Płońsk. Małego Milanka w Wielkanoc przygniótł nagrobek. Prokuratura wznawia postępowanie. Będzie przełom?
Tragiczna śmierć 1,5-rocznego Milanka wstrząsnęła całym województwem. Była Wielkanoc 2022 r., czas, w którym malec i jego najbliżsi powinni świętować i cieszyć się życiem. Stało się jednak inaczej. Podczas wizyty na cmentarzu ciężka kamienna płyta nagrobna nagle runęła prosto na dzieciaczka. Mimo prób reanimacji nie udało się mu pomoc. Chłopiec zmarł.
Po tym tragicznym wydarzeniu prokuratura zabezpieczyła ślady i wszczęła śledztwo. Sekcja zwłok potwierdziła, że bezpośrednią przyczyną zgonu było uderzenie w głowę. Biegły orzekł, że malec tuż przed tragedią oparł się o nagrobek. Po dwóch latach śledztwo zostało umorzone.
Polecany artykuł:
Śmierć 1,5-rocznego Milanka. Będzie przełom?

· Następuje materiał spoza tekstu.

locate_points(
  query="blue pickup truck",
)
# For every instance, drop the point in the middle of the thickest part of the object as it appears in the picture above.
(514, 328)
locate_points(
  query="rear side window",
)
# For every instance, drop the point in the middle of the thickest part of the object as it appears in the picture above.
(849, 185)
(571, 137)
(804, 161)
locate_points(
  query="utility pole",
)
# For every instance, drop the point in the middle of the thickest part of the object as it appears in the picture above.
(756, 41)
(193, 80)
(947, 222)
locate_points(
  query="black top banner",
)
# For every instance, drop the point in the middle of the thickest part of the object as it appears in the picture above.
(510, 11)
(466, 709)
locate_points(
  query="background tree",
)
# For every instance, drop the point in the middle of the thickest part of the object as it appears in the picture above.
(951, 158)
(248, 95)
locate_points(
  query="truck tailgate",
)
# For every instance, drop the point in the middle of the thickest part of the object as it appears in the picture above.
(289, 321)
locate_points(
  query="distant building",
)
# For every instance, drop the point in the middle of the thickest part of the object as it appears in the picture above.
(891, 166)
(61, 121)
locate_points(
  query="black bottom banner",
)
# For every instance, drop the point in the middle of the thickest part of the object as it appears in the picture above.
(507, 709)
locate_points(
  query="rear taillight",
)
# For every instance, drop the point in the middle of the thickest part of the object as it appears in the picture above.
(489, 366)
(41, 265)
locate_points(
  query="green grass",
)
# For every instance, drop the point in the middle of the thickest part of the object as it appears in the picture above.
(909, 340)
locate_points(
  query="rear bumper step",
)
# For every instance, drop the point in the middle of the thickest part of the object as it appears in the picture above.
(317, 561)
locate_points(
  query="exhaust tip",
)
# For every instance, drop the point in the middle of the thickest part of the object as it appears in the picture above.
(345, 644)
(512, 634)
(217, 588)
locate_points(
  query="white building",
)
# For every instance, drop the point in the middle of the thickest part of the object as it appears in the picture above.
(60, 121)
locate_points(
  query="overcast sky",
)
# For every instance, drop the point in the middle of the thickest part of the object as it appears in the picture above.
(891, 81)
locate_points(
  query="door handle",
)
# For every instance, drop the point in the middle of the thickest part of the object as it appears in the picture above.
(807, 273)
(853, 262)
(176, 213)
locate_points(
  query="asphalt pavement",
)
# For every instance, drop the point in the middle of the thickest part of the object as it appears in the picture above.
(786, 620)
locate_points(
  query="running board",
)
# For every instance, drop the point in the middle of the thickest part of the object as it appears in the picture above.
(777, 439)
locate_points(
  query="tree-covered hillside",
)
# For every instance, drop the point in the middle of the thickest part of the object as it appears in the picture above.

Teraz jednak sąd uchylił decyzję i nakazał prokuraturze ponownie przyjrzeć się sprawie. - Sąd uchylił decyzję o umorzeniu postępowania. Czynności będą prowadzone w kierunku ułożenia ciała dziecka w chwili zdarzenia – powiedziała „Super Expressowi” prokurator Ewa Ambroziak z Prokuratury Rejonowej w Płońsku. Czego dokładnie dotyczą wątpliwości? - Biegły ocenił, że dziecko dotykało pomnika w chwili wypadku. Teraz śledczy zbadają z jaką siłą chłopiec naciskał na nagrobek i czy mogło to spowodować jego przewrócenie – wyjaśniła prokurator Ambroziak. Dodała, że na razie nikt nie usłyszał zarzutów.